Water under Desert Sand
A life of a researcher between the world wars
Biographical novel
Range of topics:
Life of a man from his youth in an educated middle-class environment in Bielefeld to his death. Increasing misery of the civilian population in World War I. Work in peace and prosperity in Sweden, on a farming cooperative in Paraguay and on a dairy project in Mongolia. Expedition orders in Mongolia and by Sven Hedin in Tibet. Collaboration at the University of Peking. Search for missing persons in Mongolia. Changes in Nazi Germany and World War II. East Asia correspondent in Manchukuo, worked in the Canaris resistance group. Entry of Soviet troops into Manchukuo. Capture, exile, death in the Gulag.
Frame of reference:
The novel tells the story of my father's life in the warlike first half of the 20th century and is based on data from the plot and background from his youth to his early death. The stations of his working and research life alternate between Germany, Sweden, Par- aguay, China, Mongolia, Tibet, Manchukuo and Japan. The story is told from the perspective of the persons involved. The country-specific and historical background information is authentic. Personal reports were supplemented by extensive specialist research.
Plot:
The overarching theme of the life of Helmut Westphal (pseudonym) is the search for a self-determined life, which over the decades finds fulfillment in a series of surprising twists and turns in an international context. As a teenager, he wishes to be able to leave his parents' house as early as possible in order to escape his father's violent upbringing. He remained connected to his mother and siblings throughout his life. He tries to finish school, which he doesn't like, in order to be able to study music and languages, in both of which he has great talent.
During the hard times of World War I he supports his family with teaching work. At the same time, he is looking for an alternative training option in agriculture. With ambition and self-denial, he completes work assignments in the countryside. An agricultural adult education semester in Bethel brings him together with fellow students whose lives and work have made them friends for decades. The Swede among them invites his impoverished friends to work on his family's homestead. Helmut Westphal earns the money in a mine for the crossing. In Sweden he gets to know and appreciate a democratic and prosperous society. With his earnings, he completed his studies in Halle with the help of a far-sighted professor who was not afraid of tricks against bureaucracy. From then on he received a steady flow of orders from abroad.
In Paraguay, he experiences the government's attempts to rebuild their country after a devastating war and German emigrants to create a new livelihood cooperative in the jungle, which fails. There he received an invitation to Beijing to modernize dairies with the support of a development organization in Mongolia. He quickly learns Chinese and Mongolian. In Mongolia he gets caught between the fronts of the Chinese civil war and the colonial policies of China, the Soviet Union and later Japan. He witnesses how power struggles between competing Mongolian princes are exploited by the great powers and marauding hordes violently exploit the lawlessness in the country. After the pillaging of the dairy projects, Helmut Westphal gained experience in development projects with Mongolians under the leadership of a Swede.

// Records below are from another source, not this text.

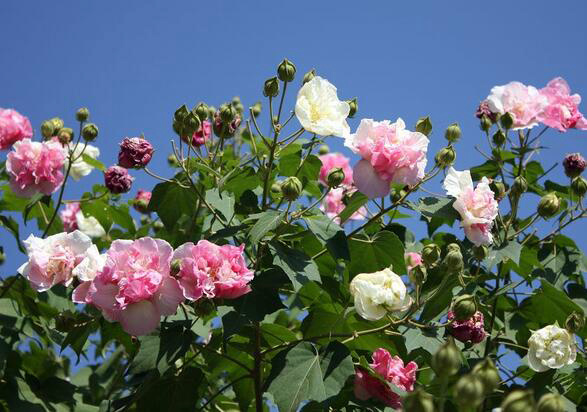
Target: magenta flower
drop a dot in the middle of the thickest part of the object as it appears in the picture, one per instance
(134, 287)
(135, 153)
(470, 330)
(211, 271)
(562, 110)
(35, 167)
(117, 179)
(13, 127)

After that, engagements in expeditions continued, including four years in Sven Hedin's Sino-Swedish expedition in Tibet. During his stays in Germany, he organizes events and publishes in the Atlantis and Bertelsmann publishing houses as well as in daily newspapers and trade journals. His last Mongolia expedition for a German airline brought him together with the German Embassy in Beijing. Through that he gets a job as an East Asia correspondent in the German embassy in Hsinking, the capital of Manchukuo. When National Socialism accepts threatening forms he becomes a member of a resistance group against the Nazi regime under Canaris, the head of the military secret service of the state military. In Hsinking he marries a colleague and they have three children. The Soviet Union's invasion of Manchukuo in September 1945 ended the Japanese autocratic occupation regime. Helmut Westphal suffers the fate of all 'opponents' of the Soviet Union, is deported to several gulags, imprisoned in prisons, including the Lubjanka, and dies in a gulag in northern Siberia in 1949. His wife and three children flee to Harbin, where his wife dies. The Siberian grandmother takes care of the children until they can flee to Germany in an IRK refugee transport by ship to post-war peace
It is a contemporary witness novel that vividly shows the consequences of striving for power and wars on individuals and entire peoples and their social, cultural and economic development. The fate of the protagonists is repeated hundreds of thousands of times.